I hollered for DH to throw me a towel, when he opened the door BB ran in the house :doh:

Ky was nice and dry under her house watching him


----------



## Bob Dylan (Mar 31, 2009)

He will grow out of that stage some day, or NOT! I bet he had a BLAST!!


----------



## chloesmomMI (May 4, 2013)

Hilarious. At least he had a good time.


----------



## Bentleysmom (Aug 11, 2012)

Bob Dylan said:


> He will grow out of that stage some day, or NOT! I bet he had a BLAST!!


How reassuring 
He did have a blast! So much so that DH went out to fill in the hole, BB was walking beside him & I heard DH speaking to BB quite sternly about not digging anymore. BB lead him right over to the new hole like he was saying "there's my masterpiece daddy, isn't it great?" His tail was going like a helicopter. 
*Impossible to stay mad at this lil dude!


----------



## Tayla's Mom (Apr 20, 2012)

What can you say, Mom. Your boy is taking after you. You dig in the dirt, he digs. You plant flowers, he plants smiles.


----------



## Mayve (Aug 21, 2012)

As frustrating as it is....it's kind of hard to get mad at that face. I'd try but all the while I would be supressing laughter. Sage still digs from time to time so I do know your pain...stinkers!

Sent from Petguide.com Free App


----------



## Bentleysmom (Aug 11, 2012)

Mayve said:


> As frustrating as it is....it's kind of hard to get mad at that face. I'd try but all the while I would be supressing laughter. Sage still digs from time to time so I do know your pain...stinkers!
> 
> Sent from Petguide.com Free App


I do have to suppress my laughter quite often. I know they read my moods so I'm thinking that when I'm trying to be stern but suppressing laughter at the same time Mr. BB knows that. He's like the class clown, he lives for the sound of laughter and will go to great lengths to hear it


----------



## laprincessa (Mar 24, 2008)

Bentleysmom said:


> No  It's a nice Fall day so I was out front weeding & separating my Iris's when it started to drizzle a little.

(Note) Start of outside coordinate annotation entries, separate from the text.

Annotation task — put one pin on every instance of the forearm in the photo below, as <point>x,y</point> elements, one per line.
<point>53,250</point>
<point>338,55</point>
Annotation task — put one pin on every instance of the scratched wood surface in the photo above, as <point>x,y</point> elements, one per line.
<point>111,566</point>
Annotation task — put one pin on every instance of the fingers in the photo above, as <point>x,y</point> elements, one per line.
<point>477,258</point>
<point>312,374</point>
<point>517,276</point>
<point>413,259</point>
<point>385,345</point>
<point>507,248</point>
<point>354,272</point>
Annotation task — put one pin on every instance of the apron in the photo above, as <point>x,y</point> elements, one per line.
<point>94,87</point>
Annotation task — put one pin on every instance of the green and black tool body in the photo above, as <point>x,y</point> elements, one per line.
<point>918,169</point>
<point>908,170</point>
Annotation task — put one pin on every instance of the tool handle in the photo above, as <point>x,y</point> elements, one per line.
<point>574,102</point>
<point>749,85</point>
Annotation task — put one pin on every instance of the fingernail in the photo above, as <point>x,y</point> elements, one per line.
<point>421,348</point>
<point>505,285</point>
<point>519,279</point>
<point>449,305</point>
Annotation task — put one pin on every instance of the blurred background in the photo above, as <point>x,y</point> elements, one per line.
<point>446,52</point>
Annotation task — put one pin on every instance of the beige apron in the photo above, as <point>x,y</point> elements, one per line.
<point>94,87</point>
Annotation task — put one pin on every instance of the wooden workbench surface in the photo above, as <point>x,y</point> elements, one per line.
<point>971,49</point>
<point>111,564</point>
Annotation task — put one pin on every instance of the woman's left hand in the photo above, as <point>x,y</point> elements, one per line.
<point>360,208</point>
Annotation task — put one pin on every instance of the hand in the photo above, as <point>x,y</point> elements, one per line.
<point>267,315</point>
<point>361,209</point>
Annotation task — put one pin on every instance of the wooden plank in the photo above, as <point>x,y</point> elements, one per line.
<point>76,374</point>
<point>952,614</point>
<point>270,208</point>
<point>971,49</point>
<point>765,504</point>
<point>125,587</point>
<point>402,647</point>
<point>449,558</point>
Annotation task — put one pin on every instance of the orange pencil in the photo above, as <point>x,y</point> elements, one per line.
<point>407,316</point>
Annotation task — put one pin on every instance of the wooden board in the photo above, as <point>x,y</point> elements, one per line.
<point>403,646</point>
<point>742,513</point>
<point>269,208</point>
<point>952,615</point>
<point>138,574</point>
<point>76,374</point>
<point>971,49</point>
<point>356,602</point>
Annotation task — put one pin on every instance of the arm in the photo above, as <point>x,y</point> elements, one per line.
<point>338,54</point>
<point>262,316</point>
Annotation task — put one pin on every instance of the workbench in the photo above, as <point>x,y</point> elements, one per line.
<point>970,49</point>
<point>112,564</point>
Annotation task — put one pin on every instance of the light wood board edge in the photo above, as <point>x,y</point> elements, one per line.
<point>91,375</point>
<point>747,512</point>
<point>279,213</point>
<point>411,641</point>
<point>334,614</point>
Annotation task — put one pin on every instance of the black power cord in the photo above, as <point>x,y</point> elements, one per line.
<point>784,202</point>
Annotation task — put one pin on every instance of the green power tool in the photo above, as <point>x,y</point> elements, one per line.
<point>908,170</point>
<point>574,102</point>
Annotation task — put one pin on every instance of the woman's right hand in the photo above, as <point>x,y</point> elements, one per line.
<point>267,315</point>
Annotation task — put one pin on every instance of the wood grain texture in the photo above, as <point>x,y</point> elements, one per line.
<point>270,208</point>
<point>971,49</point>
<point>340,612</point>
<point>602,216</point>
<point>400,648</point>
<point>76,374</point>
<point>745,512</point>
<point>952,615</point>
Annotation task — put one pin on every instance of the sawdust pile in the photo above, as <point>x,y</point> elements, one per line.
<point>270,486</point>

I wasn't really getting wet because the big tree was covering me & I knew the dogs would go under Ky's princess house so they wouldn't get wet.
> 
> I was wrong. I came to the back and there stood BB in the rain with a nice new, HUGE hole dug with the proudest look on his face.
> I hollered for DH to throw me a towel, when he opened the door BB ran in the house :doh:
> ...


Bentley got wet????????????????


----------



## Bentleysmom (Aug 11, 2012)

laprincessa said:


> Bentley got wet????????????????


Yes he not only got wet but he was happy about it!! Amazing right?!


----------



## dborgers (Dec 7, 2011)

Broadway Bentley sees all! LOL


----------



## Bentleysmom (Aug 11, 2012)

dborgers said:


> Broadway Bentley sees all! LOL


Too funny Danny!!!!!!!


----------



## Dexter12 (Feb 10, 2012)

Uh-oh Bentley!


----------



## MyAnniegirl (Aug 17, 2011)

Thatis one proud, happy dog!


----------



## Bob Dylan (Mar 31, 2009)

*I love this forum!!!!!!!!*


----------



## gold4me (Mar 12, 2006)

Oh the Bentley stories make my day. I have to say he has the cutest face and it would be really hard to get mad at him.


----------